JSch: How to ssh into a server using ssh-keys

Question

I want to ssh into a server from behind another ssh server. The gateway server requires a username/password and I can do this. I am using a tunnel to get into the next server, but this one requires only an ssh key. I've generated the key through PuTTY, so it exists for my username but I'm not sure how to retrieve it for my Java program. Is it a configuration? i.e. setConfig("userauth.publickey", "com.jcraft.jsch.UserAuthPublicKey") then how do I use this or something else? Documentation seems to be sparse and I appreciate any help. Anything I've tried gives me an error :"Auth fail" when I connect this session

Thanks!

The tunnel method I use is: http://sourceforge.net/apps/mediawiki/jsch/index.php?title=ProxySSH so thanks to the guy who wrote it!

For context, I'd like to read/write to a server at my school from my Android phone.

Answer 1

To enable public-key authentication, you have to use one of the JSch.addIdentity methods.

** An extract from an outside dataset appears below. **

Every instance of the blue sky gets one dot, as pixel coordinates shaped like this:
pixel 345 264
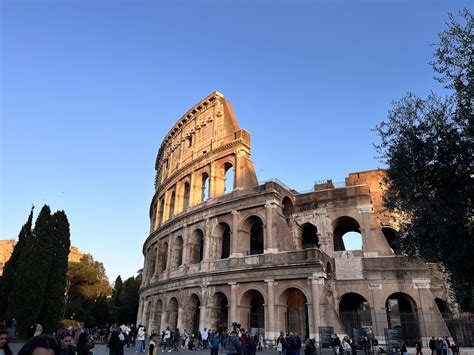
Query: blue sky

These take the public and private key in the OpenSSH key format - so make sure you export it from PuTTY in this format. (JSch doesn't understand PuTTY's native format, though you could write an adapter implementing the Identity interface, parsing it yourself).

The identities added to JSch are global, not per-session. This is normally not a problem, as JSch will try all authentication methods which are supported both by itself and the server in order, and public-key authentication is normally before password authentication.

All authentication methods need a user name (usually the name of the account to be logged into).

With public-key authentication, the public key must be somehow previously available to the server. For OpenSSH's sshd, the public key should be listed in ~/.ssh/authorized_keys. (If you have only one public key, simply copy it to this file, if you have multiple ones (each of which will be allowed), each should be on one line.)

So it should work out-of-the box after setting the identity.

If you want to make sure the first session uses password authentication and the second (tunneled) one uses public-key, you can use the per-session configuration, overriding the global one:

tunnelSession.setConfig("PreferredAuthentications", "password");

innerSession.setConfig("PreferredAuthentications", "publickey");

(These are comma-separated lists, here of one element each.)

About the ProxySSH example, that is by me (with some help by JSch's author, Atsuhiko Yamanaka). I should add this information to the Wiki page, maybe.